Probably not much changed for the Jurassic wasps with the new egg-laying duct. The females continued to sting and paralyze insect hosts and to lay eggs on them. However, once the sting evolved, females no longer had the option of drilling and injecting eggs deep into their hosts. They had to lay their eggs directly on easily exposed insects. But the same exposure that allowed the female wasps to easily find these insects also allowed other predators and parasites to discover them, which is why some females started moving their paralyzed hosts to a more secluded spot. With this move, the first nest-provisioning solitary wasps made their debut in the Late Jurassic.
More often than not, a female nest-provisioning solitary wasp will dig a hole or tunnel in the ground or find a hollow plant stem. Then she goes hunting. She finds a suitable food item, such as a caterpillar, stings it, and
injects her paralyzing venom, just as her parasitoid wasp ancestors did for millions of years. Next she grasps the paralyzed insect with her mandibles or legs. Maybe she flies away with it, or maybe she just drags it along the ground. In any case, with determination and hard work, she takes that insect back to her nest, stuffs it into the hole, and lays a single egg upon it. Then she deftly seals up the nest entrance, and starts the process over again in another location.
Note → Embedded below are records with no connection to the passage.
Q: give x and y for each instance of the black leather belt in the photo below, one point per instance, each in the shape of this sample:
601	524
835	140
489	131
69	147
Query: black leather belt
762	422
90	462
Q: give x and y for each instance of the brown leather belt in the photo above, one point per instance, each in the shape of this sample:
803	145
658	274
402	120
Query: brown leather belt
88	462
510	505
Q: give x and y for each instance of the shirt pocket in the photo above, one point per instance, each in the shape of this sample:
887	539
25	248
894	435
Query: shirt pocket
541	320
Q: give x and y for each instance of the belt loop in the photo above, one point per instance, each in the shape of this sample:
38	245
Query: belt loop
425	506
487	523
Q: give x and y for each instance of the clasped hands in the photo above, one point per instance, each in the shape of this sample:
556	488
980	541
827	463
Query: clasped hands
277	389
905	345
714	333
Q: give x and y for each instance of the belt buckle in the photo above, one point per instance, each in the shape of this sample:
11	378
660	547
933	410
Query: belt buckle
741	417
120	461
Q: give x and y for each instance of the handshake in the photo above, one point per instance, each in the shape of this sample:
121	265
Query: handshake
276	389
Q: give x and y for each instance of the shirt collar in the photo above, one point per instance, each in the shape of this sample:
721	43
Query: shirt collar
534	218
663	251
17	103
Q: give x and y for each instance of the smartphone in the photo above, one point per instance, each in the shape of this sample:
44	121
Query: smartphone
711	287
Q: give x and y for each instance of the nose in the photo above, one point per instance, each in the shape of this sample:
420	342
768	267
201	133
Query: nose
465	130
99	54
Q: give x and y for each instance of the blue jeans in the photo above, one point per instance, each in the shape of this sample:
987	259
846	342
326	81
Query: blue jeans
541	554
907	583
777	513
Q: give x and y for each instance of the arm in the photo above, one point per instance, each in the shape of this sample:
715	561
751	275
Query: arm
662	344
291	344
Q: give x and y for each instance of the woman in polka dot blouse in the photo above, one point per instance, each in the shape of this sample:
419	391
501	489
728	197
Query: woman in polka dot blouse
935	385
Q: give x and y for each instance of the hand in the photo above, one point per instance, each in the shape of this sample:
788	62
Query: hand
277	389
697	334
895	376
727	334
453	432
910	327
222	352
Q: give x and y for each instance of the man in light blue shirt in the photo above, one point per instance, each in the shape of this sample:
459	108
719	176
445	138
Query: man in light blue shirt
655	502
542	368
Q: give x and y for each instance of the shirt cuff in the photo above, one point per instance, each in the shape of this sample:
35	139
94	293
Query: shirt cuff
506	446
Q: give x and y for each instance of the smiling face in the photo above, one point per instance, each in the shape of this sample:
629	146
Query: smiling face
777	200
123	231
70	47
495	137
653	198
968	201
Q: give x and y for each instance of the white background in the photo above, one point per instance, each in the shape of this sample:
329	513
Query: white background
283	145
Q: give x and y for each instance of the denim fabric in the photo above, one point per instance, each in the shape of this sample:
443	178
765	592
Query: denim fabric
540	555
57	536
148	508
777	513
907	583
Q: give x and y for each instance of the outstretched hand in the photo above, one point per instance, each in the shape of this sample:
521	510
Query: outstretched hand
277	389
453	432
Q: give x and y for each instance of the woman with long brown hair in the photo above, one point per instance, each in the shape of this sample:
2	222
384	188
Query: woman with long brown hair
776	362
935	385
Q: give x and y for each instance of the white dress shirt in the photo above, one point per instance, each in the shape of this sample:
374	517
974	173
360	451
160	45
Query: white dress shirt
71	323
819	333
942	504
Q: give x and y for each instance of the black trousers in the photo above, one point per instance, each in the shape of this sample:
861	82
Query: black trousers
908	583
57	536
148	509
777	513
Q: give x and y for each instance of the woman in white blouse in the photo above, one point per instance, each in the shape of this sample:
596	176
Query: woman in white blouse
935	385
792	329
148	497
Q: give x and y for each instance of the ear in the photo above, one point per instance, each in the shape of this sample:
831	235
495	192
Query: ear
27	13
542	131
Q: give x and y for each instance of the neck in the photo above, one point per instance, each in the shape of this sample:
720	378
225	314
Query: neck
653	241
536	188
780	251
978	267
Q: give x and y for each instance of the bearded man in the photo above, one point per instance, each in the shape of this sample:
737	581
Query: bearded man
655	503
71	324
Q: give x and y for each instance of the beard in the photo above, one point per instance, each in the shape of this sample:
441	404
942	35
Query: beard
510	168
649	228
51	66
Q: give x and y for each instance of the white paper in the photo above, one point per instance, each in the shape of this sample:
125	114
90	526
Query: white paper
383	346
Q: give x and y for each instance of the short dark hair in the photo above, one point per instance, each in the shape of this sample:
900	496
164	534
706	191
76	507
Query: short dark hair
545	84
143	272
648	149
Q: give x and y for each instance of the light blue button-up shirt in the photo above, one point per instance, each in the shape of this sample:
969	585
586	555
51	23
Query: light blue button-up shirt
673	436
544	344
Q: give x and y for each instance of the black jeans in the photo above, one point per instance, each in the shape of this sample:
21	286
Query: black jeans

FIGURE 9.2. A female dryinid wasp (order Hymenoptera, family Dryinidae) fossilized in Dominican amber, estimated to be twenty to thirty million years old, with a visible sting. Modern dryinids are all ectoparasitoids of Homoptera adults or nymphs, which they catch with their chelate forelegs and sting to cause paralysis; then they lay a single egg between the host insect’s overlapping thoracic or abdominal segments. (Photo © George Poinar Jr.)
As female wasps became better at searching for exposed insects during the Early Cretaceous, they refined their stinger into the supreme hunting tool, and many new nest-provisioning species evolved. As their hunting skills diversified, wasps also grew more creative at making nests. They began to tunnel into wood, hollow out the pithy centers of plant stems, and sculpt nests on vertical rock and cliff faces out of clay or mud. To further hide their nests, some modern wasps close it, fly over it, and scatter sand to erase all traces of the entrance. Other mother wasps pick up a small stone with their jaws and tamp down the soil over the nest entrance. Thus, wasps were the first stone tool users, probably tens of millions of years before any primate or human ever picked up a rock.